Dungeon Meshi - Current Impression
I was quite skeptical of this manga when I read some first pages of it and found it have a game-esque world. My skepticism was derived from reading How I Stalked Some Dude with an Exposed Nipple and Stumbled Upon the Zenithian Sword and Re:Monster before this. While How I Stalked Some Dude with an Exposed Nipple and Stumbled Upon the Zenithian Sword is a quite entertaining piece of work that tells a struggle of a irrelevant character to have the world highlighted him, the constant casual dropping of gaming term really detract my overall enjoyment. Like I said before in my post on MMO manga, dropping gaming term out of context with no relevance to the story or the theme of the manga can be a really immersion breaker, being oftenly poked to remind us that the world is a fake of fake. It is a lazy attempt of the mangaka trying to establish their characters "power level" or how some monster die by using arbitrary numbers. I understand that in the case of How I Stalked Some Dude with an Exposed Nipple and Stumbled Upon the Zenithian Sword it was a parody work of Dragon Quest, but really the game world setting could be handled better and more interwoven to the main story.

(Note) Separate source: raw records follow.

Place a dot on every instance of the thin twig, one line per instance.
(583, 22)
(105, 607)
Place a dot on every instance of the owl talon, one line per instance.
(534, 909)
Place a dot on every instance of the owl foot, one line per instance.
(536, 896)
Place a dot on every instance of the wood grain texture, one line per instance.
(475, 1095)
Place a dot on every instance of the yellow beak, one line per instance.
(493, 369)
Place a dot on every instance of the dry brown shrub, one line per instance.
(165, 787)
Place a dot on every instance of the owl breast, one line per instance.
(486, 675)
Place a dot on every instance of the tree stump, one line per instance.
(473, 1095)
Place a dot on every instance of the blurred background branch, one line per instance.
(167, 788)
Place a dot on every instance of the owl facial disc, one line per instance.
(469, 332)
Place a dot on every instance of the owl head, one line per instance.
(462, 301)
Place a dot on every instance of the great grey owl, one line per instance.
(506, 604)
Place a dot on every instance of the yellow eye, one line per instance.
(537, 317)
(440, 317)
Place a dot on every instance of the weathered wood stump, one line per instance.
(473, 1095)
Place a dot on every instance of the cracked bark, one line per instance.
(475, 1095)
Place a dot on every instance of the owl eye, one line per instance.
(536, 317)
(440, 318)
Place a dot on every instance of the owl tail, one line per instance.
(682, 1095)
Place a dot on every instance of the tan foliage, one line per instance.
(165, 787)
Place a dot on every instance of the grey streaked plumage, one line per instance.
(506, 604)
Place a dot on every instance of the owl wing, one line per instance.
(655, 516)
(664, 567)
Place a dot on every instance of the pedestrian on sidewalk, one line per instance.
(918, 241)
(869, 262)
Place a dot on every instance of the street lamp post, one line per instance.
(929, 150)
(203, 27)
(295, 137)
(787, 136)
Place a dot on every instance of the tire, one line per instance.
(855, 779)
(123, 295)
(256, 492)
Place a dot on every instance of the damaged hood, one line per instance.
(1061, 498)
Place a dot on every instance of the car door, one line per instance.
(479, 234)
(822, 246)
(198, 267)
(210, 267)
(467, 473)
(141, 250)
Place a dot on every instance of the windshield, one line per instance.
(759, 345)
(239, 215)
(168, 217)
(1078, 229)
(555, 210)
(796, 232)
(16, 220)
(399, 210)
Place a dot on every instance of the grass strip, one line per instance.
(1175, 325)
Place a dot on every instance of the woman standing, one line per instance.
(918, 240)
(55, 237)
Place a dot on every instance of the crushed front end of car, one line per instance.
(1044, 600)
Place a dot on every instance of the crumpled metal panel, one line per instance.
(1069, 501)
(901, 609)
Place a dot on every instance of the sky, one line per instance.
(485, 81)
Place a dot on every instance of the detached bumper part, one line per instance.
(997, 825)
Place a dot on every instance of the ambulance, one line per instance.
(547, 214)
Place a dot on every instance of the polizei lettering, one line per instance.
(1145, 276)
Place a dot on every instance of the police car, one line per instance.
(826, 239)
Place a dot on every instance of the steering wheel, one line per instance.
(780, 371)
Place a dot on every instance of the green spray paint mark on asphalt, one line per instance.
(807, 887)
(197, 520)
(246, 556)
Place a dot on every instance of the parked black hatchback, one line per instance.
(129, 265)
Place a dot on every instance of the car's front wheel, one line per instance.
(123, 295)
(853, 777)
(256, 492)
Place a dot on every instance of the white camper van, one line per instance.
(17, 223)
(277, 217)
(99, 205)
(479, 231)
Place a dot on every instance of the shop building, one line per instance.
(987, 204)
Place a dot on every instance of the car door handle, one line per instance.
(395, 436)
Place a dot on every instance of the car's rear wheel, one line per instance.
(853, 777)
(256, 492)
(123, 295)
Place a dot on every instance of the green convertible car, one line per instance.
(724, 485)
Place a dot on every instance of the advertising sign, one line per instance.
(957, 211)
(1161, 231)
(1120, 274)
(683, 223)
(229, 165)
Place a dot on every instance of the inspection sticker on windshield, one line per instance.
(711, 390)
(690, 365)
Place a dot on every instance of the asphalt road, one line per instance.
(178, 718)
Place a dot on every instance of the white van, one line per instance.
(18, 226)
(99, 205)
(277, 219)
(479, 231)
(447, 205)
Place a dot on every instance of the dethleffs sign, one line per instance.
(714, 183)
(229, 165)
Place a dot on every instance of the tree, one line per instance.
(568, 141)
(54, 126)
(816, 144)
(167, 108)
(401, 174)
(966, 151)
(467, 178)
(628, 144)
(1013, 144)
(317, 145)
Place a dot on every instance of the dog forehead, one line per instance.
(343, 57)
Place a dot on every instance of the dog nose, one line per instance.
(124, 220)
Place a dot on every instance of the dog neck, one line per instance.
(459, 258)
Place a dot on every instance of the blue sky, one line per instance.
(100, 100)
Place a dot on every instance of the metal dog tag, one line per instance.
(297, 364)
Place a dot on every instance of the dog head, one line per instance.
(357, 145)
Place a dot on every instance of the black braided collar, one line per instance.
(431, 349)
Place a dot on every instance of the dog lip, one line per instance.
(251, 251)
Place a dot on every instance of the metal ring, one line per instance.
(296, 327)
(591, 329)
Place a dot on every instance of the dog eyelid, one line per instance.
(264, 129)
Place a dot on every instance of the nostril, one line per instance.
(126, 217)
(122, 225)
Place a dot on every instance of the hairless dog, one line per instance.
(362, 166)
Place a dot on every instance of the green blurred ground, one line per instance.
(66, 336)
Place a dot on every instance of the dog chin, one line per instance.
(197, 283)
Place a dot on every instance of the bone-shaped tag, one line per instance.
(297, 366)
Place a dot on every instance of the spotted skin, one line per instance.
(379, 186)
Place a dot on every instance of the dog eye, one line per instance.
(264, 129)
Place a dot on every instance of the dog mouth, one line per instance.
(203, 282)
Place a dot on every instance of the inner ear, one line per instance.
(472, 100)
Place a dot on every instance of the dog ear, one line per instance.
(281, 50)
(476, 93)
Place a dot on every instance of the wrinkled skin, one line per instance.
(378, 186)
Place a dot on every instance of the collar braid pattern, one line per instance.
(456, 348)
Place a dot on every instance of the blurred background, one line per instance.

Giving the benefit of doubt, I hold out my skepticism and continue my read of Dungeon Meshi. It drop how adventurers could die and revived, so my alarm went high. But as went on, I'm completely wrong as Dungeon Meshi is the complete opposite of what I'm worry even when its world is game-esque. My experience so far is pretty positive as I always thoroughly entertained and my curiosity piqued by each chapters. I even can going as far as to say that fantasy author should read Dungeon Meshi for the part that make it excellent read.
So what make Dungeon Meshi good? Well, it is its world building or how it presented organically to be exact. Without it, the exotic ingredients of the cooking wouldn't piqued so much curiosity, nor it will give us the moment of "so clever, why nobody ever thought about this?". It is a game-esque world, but everthing that appear so far have their purpose in the world beyond its function. Reviving the dead is an usual business, literally, as there are people who make living out of it. The dungeon creatures have their own ecology which makes them feel convicing and living as part of the world but the detail of those ecology does not step overbound that makes people overthinking. The first level of the dungeon is packed with people and there bustling with activities like trading to simple resting.
The organic presentation goes beyond worldbuilding stuffs. The characters acts rather casually to death since they can be revived (even though they still scared by the pain). In the chapter 10, we've shown a party of hotshot adventurers who look strong but in the end getting wiped out by trivial looking group of mimic insects. As also shown by Senshi and pretty much other group of the party (except the elf, and fuck her for being whiny and picky), being experienced adventurer here is shown by resourcefulness and expertise. This looks really trivial but really, with game-esque setting behind it, any other manga will attributed that to "level" or non-sensical active/passive skill.
Dungeon Meshi got me to some rethinking. Besides what I have write above, why and how exactly I could judge it as good? I mean, the story is light-hearted in tone and there isn't anything much going on. There are interactions between characters but honestly it is light in there too. Usually I have to judged a work for its story, or/and character and with Dungeon Meshi doesn't quite fill either of those two criteria, it put left me quite baffled. Then it come up to my mind that Dungeon Meshi isn't usual narrative story. Its purpose is not to tell a intricately woven story with complex character, but to show and describe the world. It is a what I called encyclopedic narrative.
Is it a good thing? I mean, doesn't the work is basically an over glorified infodump? Well, one could put it that way. But that what encyclopedia does after all. It is just this time the information are being told or even shown by a mean of narrative exposition. The goal is to deliver encyclopedic information in the most interesting way possible to keep the reader hooked and have their curiosity piqued. Light-hearted tone of the narration is a requisite for it to work because the reader interest would be split between the information and the story plot, which makes the former ends up being usual infodump. I don't think it'll be necessary like that. There could be a work that utilized encyclopedic narrative while having the story quite heavy but I personally it'll very hard to pull. Maoyuu Maou Yuusha tried to do this but ultimately failed for the exposition of the information become detriment of the heavy story and vice-versa (and why it was good during the early chapters).
Well, what about Dungeon Meshi then? It done excellent job in that regard for the reasons that I've write above. It is not the kind of work that entertain you with story plot or the character interaction but rather the well, and organically presented information about its fantastic world. Reading Dungeon Meshi is like opening an illustrated encyclopedia when you were a child, filling yourself with a sense of curiosity of a something trivial yet clever. Mangaka or author, especially those who dabbled in fantasy even when they don't have interest to create an encyclopedic narrative could learn a thing or two from Dungeon Meshi organic presentation of its world.